Я тоже закипаю, злюсь.
— Ты не можешь меня заставить бросить тебя, поняла? — тоже встаю, возвышаюсь над ней горой, которая может обрушиться, раздавить и не оставить мокрого места. Однако ее это не пугает. В глубине малахитовых озер что-то плещется – дикое, злое, страшное.
— Это было ошибкой, — она вся на надломе, еще немного – и завоет, заорет, а после растает в слезах. Что происходит? Неужели так подействовало на нее пробуждение, мои слова?
— Нет, никакой ошибки быть не может, — говорю тихо и стараюсь быть убедительным. — Как только я тебя увидел, в круге света, похожем на пламя свечи, — при этих словах она вздрагивает, вскидывает потемневшие глаза и начинает дрожать.
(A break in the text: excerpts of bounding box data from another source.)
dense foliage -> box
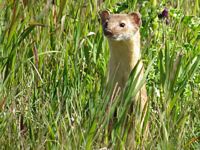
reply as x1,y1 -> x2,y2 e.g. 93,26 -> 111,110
0,0 -> 200,150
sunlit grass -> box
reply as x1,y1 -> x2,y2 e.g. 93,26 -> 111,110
0,0 -> 200,149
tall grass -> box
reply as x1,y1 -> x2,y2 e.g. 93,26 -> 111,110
0,0 -> 200,149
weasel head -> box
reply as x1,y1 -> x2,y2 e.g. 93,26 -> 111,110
100,11 -> 142,41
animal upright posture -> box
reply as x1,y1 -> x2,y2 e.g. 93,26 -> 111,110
100,11 -> 147,108
100,11 -> 147,148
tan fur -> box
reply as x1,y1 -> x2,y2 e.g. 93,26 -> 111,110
101,11 -> 147,148
101,11 -> 147,106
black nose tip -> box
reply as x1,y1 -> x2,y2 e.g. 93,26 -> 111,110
104,29 -> 113,36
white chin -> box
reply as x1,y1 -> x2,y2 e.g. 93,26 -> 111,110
109,35 -> 130,41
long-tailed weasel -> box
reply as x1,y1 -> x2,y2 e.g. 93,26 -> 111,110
100,11 -> 147,108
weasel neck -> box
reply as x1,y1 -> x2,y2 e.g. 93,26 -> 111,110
109,33 -> 141,69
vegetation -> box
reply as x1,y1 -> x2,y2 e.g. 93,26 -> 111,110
0,0 -> 200,150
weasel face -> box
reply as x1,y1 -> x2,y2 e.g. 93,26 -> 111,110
101,11 -> 141,41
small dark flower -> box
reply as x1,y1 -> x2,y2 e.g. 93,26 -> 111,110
158,8 -> 168,19
165,19 -> 169,25
158,8 -> 170,25
162,8 -> 168,18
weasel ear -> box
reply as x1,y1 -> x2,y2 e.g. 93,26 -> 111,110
100,10 -> 110,23
130,12 -> 142,26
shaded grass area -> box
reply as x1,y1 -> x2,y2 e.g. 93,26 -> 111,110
0,0 -> 200,149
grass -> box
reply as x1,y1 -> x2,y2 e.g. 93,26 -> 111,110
0,0 -> 200,150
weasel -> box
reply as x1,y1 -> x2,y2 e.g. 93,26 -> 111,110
100,11 -> 148,149
100,11 -> 147,108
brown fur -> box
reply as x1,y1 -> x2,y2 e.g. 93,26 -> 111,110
100,11 -> 147,148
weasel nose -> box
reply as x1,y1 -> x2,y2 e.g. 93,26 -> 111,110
104,30 -> 113,36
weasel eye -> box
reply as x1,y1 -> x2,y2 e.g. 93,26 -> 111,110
119,23 -> 125,28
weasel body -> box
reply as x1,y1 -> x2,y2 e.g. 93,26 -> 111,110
101,11 -> 147,106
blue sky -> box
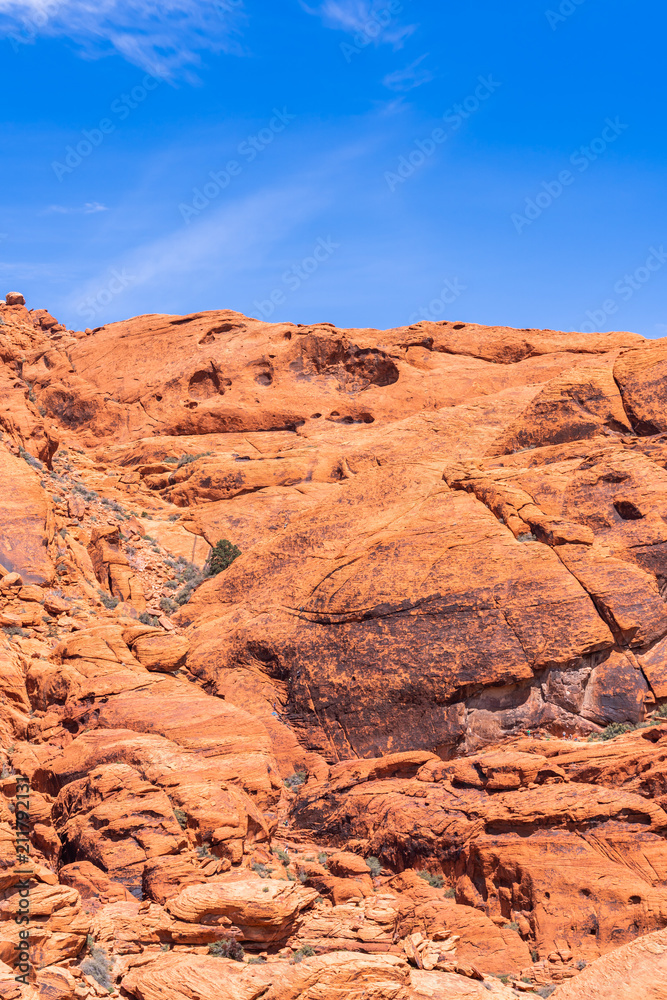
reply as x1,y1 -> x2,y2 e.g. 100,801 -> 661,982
0,0 -> 667,337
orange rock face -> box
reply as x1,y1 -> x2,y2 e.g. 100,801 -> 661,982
0,293 -> 667,1000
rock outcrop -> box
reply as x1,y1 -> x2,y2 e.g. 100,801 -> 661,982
0,293 -> 667,1000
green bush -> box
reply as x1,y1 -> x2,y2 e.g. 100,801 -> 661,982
418,872 -> 445,889
2,625 -> 30,636
285,771 -> 308,789
208,938 -> 245,962
205,538 -> 241,576
366,857 -> 382,878
139,611 -> 160,628
19,446 -> 44,472
98,590 -> 120,611
292,944 -> 315,964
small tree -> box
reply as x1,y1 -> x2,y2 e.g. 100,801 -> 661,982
206,538 -> 241,576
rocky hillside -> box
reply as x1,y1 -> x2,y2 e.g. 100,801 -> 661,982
0,293 -> 667,1000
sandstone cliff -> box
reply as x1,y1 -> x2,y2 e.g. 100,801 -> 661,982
0,296 -> 667,1000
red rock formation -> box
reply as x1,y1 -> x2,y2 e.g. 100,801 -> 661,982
0,294 -> 667,1000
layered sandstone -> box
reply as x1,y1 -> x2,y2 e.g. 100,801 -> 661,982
0,296 -> 667,1000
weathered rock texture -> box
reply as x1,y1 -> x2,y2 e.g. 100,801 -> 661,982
0,294 -> 667,1000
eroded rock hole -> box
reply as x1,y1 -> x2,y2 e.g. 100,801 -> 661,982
614,500 -> 644,521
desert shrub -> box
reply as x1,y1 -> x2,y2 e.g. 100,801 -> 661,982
81,938 -> 113,991
97,590 -> 120,611
208,938 -> 245,962
418,872 -> 444,889
205,538 -> 241,576
139,611 -> 160,628
292,944 -> 315,963
366,857 -> 382,878
2,625 -> 30,636
19,446 -> 44,472
176,583 -> 197,604
285,771 -> 308,789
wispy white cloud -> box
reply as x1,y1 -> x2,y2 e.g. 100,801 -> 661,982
0,0 -> 243,81
300,0 -> 418,49
382,53 -> 433,92
43,201 -> 109,215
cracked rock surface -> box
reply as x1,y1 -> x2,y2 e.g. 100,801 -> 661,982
0,295 -> 667,1000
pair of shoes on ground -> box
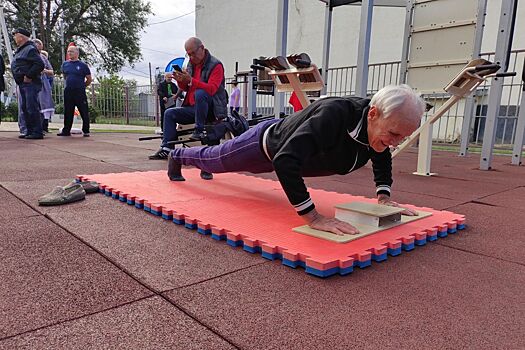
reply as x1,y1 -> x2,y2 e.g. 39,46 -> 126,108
38,181 -> 98,206
18,134 -> 44,140
148,147 -> 171,160
57,131 -> 90,137
168,157 -> 213,181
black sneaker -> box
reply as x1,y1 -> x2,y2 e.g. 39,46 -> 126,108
25,135 -> 44,140
201,170 -> 213,180
148,148 -> 170,160
168,157 -> 186,181
190,131 -> 206,141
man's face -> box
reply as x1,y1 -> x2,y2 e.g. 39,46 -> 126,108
13,33 -> 29,47
184,42 -> 206,64
67,47 -> 78,61
368,106 -> 419,152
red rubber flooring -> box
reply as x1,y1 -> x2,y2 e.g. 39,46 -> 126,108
79,169 -> 465,277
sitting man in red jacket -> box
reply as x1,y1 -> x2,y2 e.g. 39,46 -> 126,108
150,37 -> 228,177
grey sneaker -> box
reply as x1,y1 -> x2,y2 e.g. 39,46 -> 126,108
64,181 -> 98,193
38,184 -> 86,206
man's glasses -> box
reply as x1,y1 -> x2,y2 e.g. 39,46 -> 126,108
186,45 -> 202,57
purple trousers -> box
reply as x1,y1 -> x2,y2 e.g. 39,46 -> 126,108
171,119 -> 279,174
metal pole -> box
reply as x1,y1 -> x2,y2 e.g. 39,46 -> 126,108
0,5 -> 13,64
60,17 -> 66,63
479,0 -> 517,170
148,62 -> 153,92
459,0 -> 487,157
399,0 -> 414,84
273,0 -> 288,118
0,4 -> 16,106
321,0 -> 332,95
512,59 -> 525,165
355,0 -> 374,97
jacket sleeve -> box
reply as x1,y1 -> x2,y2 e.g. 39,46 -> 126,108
190,64 -> 224,96
157,82 -> 166,99
272,105 -> 348,215
370,148 -> 393,196
26,49 -> 44,79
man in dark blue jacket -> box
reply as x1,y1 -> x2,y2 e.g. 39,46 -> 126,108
11,28 -> 44,139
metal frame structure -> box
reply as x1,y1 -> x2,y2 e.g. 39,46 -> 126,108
273,0 -> 288,118
396,0 -> 487,176
320,0 -> 407,97
511,59 -> 525,165
479,0 -> 518,170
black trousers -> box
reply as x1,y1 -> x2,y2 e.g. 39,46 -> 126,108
62,87 -> 89,134
159,100 -> 166,131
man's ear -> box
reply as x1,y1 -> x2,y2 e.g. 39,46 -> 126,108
368,106 -> 379,120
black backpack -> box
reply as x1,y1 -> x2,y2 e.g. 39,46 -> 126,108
225,110 -> 250,136
206,110 -> 250,144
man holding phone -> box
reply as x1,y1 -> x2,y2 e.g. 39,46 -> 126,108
149,37 -> 228,170
157,72 -> 180,130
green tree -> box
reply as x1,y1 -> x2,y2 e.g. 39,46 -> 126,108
5,0 -> 152,72
91,74 -> 137,118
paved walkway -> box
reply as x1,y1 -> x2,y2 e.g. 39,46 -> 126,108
0,121 -> 160,132
0,132 -> 525,350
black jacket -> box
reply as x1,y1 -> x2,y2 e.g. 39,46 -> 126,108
11,41 -> 44,85
266,97 -> 392,215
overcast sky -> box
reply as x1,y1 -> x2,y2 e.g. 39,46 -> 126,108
120,0 -> 195,85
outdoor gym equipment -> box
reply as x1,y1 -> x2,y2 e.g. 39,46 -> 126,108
392,58 -> 516,176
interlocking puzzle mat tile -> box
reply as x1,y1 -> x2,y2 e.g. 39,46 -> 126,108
77,169 -> 465,277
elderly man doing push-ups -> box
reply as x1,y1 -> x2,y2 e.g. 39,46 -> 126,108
168,85 -> 425,235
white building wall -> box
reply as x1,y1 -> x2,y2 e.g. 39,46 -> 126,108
195,0 -> 525,77
195,0 -> 405,77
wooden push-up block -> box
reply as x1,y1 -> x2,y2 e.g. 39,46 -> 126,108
293,202 -> 432,243
335,202 -> 403,227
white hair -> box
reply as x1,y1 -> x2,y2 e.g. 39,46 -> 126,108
370,84 -> 426,120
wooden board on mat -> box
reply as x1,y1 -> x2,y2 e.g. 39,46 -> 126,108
293,210 -> 432,243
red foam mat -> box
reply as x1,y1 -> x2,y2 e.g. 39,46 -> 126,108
78,169 -> 465,277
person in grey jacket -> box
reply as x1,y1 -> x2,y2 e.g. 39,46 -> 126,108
11,28 -> 44,139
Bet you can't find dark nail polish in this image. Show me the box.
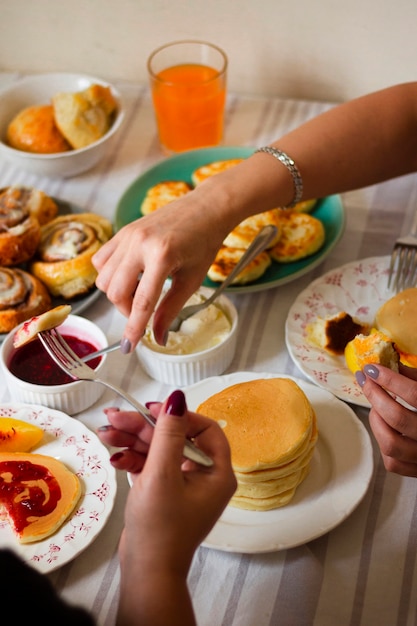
[166,389,186,417]
[120,337,132,354]
[355,370,366,387]
[363,364,379,380]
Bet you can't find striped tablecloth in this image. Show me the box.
[0,74,417,626]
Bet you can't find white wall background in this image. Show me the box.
[0,0,417,101]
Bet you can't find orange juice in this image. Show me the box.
[151,63,226,152]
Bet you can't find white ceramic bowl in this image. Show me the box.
[0,73,124,178]
[136,288,238,387]
[0,315,108,415]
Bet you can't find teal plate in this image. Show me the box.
[115,147,345,293]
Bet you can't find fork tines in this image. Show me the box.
[388,238,417,293]
[38,328,83,378]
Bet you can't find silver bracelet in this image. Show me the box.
[254,146,303,209]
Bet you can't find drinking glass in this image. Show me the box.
[147,41,228,154]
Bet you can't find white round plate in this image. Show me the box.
[285,256,394,407]
[184,372,373,553]
[0,403,117,573]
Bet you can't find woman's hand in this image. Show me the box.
[98,391,236,626]
[92,191,228,349]
[356,365,417,477]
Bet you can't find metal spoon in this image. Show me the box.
[169,224,277,332]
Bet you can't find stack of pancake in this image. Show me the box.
[197,378,318,511]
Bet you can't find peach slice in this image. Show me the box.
[0,416,43,452]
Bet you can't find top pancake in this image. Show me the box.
[197,378,314,472]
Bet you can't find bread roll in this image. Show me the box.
[375,287,417,367]
[30,213,113,299]
[52,84,117,150]
[6,104,71,154]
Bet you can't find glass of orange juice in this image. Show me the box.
[148,41,227,154]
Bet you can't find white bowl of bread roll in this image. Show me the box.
[0,305,108,415]
[0,73,124,178]
[136,287,238,387]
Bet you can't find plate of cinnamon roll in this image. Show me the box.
[0,186,113,341]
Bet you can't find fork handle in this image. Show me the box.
[95,378,213,467]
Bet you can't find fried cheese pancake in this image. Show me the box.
[140,180,192,215]
[269,209,326,263]
[191,159,243,185]
[207,246,272,285]
[292,199,317,213]
[223,209,281,250]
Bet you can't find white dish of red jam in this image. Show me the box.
[0,315,108,415]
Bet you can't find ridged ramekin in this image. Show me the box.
[136,288,238,387]
[0,315,108,415]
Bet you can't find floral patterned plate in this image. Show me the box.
[285,256,394,407]
[0,403,117,573]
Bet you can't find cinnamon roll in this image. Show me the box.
[0,185,58,226]
[0,267,51,333]
[0,192,41,267]
[30,213,113,299]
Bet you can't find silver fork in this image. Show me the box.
[38,328,213,467]
[388,208,417,292]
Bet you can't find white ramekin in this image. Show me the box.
[136,288,238,387]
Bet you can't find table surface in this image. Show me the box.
[0,74,417,626]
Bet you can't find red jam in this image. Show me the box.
[0,461,61,533]
[8,334,101,385]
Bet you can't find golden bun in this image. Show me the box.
[6,104,71,154]
[345,329,400,374]
[52,84,117,150]
[305,311,370,356]
[375,287,417,367]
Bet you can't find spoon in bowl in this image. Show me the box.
[169,224,277,332]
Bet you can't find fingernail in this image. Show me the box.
[363,364,379,380]
[355,370,366,387]
[120,337,132,354]
[166,389,186,417]
[103,406,120,415]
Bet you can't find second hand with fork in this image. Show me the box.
[38,328,213,467]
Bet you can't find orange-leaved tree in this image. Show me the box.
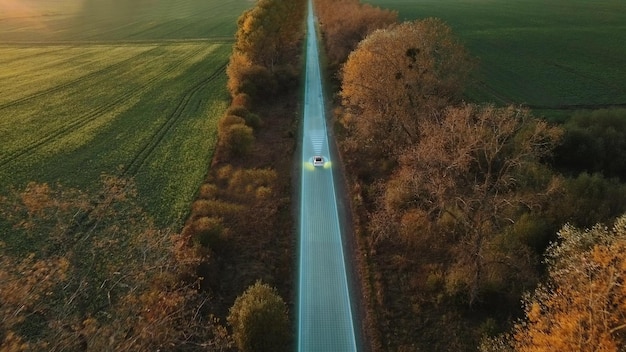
[341,18,473,169]
[481,215,626,352]
[370,105,561,304]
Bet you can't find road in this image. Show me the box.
[297,0,357,352]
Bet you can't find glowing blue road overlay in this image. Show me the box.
[298,0,356,352]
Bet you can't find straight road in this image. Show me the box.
[297,0,357,352]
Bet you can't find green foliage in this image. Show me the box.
[0,180,231,351]
[228,281,291,352]
[217,113,246,133]
[220,124,254,156]
[191,216,228,250]
[555,109,626,181]
[226,105,261,130]
[365,0,626,113]
[547,173,626,227]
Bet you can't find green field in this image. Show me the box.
[0,0,252,226]
[367,0,626,114]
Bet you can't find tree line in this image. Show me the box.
[0,0,305,352]
[316,0,626,351]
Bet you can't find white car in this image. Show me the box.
[313,155,324,167]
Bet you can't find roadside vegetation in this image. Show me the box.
[316,0,626,351]
[0,0,305,351]
[364,0,626,120]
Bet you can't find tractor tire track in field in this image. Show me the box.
[0,47,159,110]
[121,63,227,177]
[0,47,207,167]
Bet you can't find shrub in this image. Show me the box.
[192,216,227,250]
[226,106,261,129]
[227,281,290,352]
[221,124,254,156]
[217,114,246,137]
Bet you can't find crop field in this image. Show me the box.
[0,0,252,226]
[367,0,626,117]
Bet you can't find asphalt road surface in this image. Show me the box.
[297,0,357,352]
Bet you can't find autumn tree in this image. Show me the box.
[315,0,398,67]
[341,18,472,168]
[371,105,560,304]
[0,179,231,351]
[482,215,626,352]
[234,0,305,71]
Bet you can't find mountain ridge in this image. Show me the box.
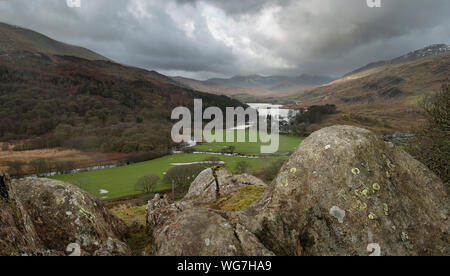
[0,22,109,61]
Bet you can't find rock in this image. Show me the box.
[244,126,450,256]
[0,178,130,256]
[153,208,273,256]
[183,168,219,204]
[147,169,273,256]
[183,168,266,205]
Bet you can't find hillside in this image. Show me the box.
[173,74,333,97]
[290,45,450,132]
[0,22,108,60]
[0,24,246,155]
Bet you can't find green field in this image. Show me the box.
[51,154,286,199]
[194,129,303,155]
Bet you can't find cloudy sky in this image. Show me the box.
[0,0,450,79]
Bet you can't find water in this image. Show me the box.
[247,103,299,122]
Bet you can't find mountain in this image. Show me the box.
[0,22,108,60]
[0,24,243,156]
[345,44,450,76]
[173,74,334,97]
[206,74,332,91]
[290,44,450,131]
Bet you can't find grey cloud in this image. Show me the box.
[0,0,450,78]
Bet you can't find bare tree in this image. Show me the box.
[30,158,49,175]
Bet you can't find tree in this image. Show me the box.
[134,175,160,194]
[222,146,236,154]
[2,142,9,151]
[69,177,92,191]
[258,159,285,182]
[235,161,250,174]
[8,161,25,176]
[30,158,48,175]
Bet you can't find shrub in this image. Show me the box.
[407,84,450,188]
[163,165,205,193]
[258,159,285,182]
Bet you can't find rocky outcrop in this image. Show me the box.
[183,167,266,204]
[147,126,450,256]
[0,177,130,256]
[244,126,450,256]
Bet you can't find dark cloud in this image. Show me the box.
[0,0,450,78]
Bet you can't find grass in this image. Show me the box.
[204,186,266,212]
[51,154,287,199]
[111,206,150,256]
[194,129,304,155]
[111,206,147,227]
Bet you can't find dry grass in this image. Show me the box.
[0,148,124,173]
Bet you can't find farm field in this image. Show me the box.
[194,129,304,155]
[50,154,287,199]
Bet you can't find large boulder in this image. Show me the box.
[0,178,130,256]
[147,169,273,256]
[153,208,273,256]
[241,126,450,256]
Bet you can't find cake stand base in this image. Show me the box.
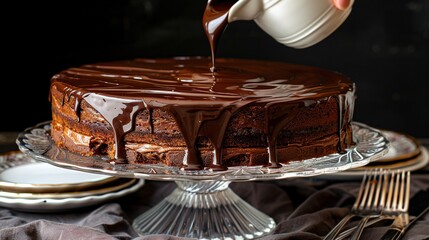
[133,181,276,239]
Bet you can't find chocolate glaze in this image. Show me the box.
[51,57,355,170]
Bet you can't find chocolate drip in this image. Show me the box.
[265,102,300,168]
[50,58,354,170]
[203,0,237,72]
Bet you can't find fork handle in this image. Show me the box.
[350,216,372,240]
[323,214,356,240]
[380,228,402,240]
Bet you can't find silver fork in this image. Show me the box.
[350,171,393,240]
[381,171,411,240]
[336,170,411,240]
[323,169,386,240]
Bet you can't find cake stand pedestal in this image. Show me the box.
[16,121,389,239]
[133,181,276,239]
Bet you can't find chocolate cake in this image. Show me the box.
[50,57,355,170]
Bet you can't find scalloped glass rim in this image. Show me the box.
[16,121,389,181]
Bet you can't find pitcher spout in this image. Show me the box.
[228,0,264,22]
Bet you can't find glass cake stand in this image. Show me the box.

Озноб бьет крупной дрожью, но когда я хочу обнять ее, то она резко отшатывается, смотрит с ненавистью, не давая прикоснуться. – Понял, что ты – моя судьба. Понимаешь? Ты родишь мне ребенка. Мы будем жить вместе.
— Ты болен, — она отстраняется, и голос звучит тихо, но уверенно. Отводит глаза. — Я замужем за другим человеком. И я…люблю его.
— Любишь? — истерично дергаюсь. — Любящие жены так себя не ведут…
Она поводит плечом, но не смотрит, упорно не смотрит на меня!
— Порядочные женщины так себя не ведут. — Выплевываю, чтобы расшевелить, но ничего не выходит. Тогда беру ее за руку, резко разворачиваю к постели, сам встаю позади нее. — Посмотри на это, — а сам указываю на разворошенную постель, свидетельницу наших искренних, безумных, невероятно продолжительных ласк, нежности и тоски по истинному чувству. — Неужели ты мне здесь врала? Ты обманывала?